Mentre la Formula 1 delude gli appassionati dopo i primi due GP stagionali (IL REPORT DEL GP DI MALESIA), arrivano i conti del circus a far tremare il paddock e gli addetti ai lavori. A lanciare un grido d’allarme è il presidente della Fia Jean Todt: “Ho parlato a lungo con i rappresentanti di diverse squadre e vogliono che si arrivi a una limitazione dei costi – ha detto al giornale tedesco Welt am Sonntag -. I team sono arrivati da me e da Ecclestone, implorandoci di introdurre il budget cap. La Lotus ci ha confessato di non essere in grado di pagare i piloti; anche Wiliams e Sauber hanno lo stesso problema”. 

A livello finanziario il circus è messo male e Todt auspica un cambiamento in tempi brevi: ”Non si può andare avanti così. Sono preoccupato di poter perdere dei team. Molti stanno gridando aiuto e il nostro compitoo è anche ascoltare le grida d’aiuto. La Formula 1 è in terapia intensiva e il tempo sta passando inesorabilmente. Entro la fine di giugno, dovremo trovare una soluzione al problema, il tempo stringe”.

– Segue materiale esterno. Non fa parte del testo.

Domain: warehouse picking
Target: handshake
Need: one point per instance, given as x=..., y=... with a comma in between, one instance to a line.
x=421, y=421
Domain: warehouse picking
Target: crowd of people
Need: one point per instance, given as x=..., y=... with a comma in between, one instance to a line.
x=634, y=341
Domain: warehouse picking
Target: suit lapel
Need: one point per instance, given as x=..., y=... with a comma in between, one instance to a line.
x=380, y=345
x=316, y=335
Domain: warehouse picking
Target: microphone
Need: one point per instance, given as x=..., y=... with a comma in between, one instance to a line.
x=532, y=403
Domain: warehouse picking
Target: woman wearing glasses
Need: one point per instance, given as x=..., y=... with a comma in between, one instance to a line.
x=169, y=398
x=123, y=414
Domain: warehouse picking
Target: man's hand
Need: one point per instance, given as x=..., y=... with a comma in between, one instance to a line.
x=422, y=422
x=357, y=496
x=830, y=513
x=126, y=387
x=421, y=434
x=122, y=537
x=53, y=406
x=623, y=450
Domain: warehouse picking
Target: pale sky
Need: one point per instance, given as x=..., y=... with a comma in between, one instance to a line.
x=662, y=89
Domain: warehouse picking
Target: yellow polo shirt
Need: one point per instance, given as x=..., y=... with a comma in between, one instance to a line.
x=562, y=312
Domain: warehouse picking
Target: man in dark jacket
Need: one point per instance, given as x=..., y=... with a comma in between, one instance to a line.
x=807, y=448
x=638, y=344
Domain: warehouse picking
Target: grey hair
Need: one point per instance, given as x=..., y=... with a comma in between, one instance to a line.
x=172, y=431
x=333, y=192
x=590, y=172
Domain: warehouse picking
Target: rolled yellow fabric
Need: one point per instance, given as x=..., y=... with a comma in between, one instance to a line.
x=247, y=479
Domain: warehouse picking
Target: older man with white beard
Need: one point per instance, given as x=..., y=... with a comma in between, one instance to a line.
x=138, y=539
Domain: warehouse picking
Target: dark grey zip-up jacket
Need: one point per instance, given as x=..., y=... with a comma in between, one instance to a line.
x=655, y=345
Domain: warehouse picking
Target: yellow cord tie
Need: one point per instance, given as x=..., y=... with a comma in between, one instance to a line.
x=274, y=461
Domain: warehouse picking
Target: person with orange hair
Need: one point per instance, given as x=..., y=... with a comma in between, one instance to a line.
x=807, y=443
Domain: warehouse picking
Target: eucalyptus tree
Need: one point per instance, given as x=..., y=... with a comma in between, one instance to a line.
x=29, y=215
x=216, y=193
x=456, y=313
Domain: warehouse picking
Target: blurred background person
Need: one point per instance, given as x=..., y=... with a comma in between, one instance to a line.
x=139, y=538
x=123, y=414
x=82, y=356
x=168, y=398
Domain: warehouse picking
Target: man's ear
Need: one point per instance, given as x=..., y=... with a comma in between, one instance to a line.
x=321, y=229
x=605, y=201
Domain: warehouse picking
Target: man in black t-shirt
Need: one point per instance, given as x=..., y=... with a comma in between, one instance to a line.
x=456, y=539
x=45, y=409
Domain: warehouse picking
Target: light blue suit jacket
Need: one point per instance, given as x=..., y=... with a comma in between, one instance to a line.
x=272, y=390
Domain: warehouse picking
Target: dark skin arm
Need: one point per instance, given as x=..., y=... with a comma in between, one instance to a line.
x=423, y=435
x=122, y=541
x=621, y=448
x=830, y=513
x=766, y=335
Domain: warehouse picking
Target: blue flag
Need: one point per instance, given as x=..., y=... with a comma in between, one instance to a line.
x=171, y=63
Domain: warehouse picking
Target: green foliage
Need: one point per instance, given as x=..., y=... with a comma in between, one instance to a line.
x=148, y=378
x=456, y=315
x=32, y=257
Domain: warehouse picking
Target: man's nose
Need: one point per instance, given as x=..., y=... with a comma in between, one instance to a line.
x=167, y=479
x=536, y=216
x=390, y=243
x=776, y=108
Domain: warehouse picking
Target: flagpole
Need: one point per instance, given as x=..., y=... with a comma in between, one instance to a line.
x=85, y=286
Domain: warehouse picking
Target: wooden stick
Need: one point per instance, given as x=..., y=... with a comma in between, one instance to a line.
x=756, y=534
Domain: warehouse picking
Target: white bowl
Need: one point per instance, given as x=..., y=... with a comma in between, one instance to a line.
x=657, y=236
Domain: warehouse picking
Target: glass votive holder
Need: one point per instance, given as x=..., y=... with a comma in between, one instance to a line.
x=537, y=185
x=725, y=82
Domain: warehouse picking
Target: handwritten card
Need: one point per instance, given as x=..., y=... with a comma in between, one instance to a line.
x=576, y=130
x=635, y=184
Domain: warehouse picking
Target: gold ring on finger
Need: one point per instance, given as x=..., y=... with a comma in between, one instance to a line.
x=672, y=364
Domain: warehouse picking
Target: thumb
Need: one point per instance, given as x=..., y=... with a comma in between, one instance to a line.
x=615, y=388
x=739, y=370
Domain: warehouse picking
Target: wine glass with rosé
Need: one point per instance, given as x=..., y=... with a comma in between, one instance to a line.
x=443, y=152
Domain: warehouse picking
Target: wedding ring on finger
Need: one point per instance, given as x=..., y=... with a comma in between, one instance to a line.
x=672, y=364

Sulle novità regolamentari, Todt (foto by InfoPhoto) difende la scelta ma invita a un dibattito: “Valeva la pena di tentare poi vedremo se funziona o no. Se saremo soddisfatti del risultato, le riproporremo anche per la prossima stagione, altrimenti no. Lo scopo del sistema di punti è di punire il piloti per le infrazioni che hanno commesso. E’ come nella vita reale: chi fa errori viene penalizzato. Chi ha troppi punti di penalità, perde la patente di guida. Sono sempre aperto al dialogo: piloti, team e media sono tutti sono invitati a discutere con me di questi argomenti. Alla fine, decideremo se andare avanti così o no”.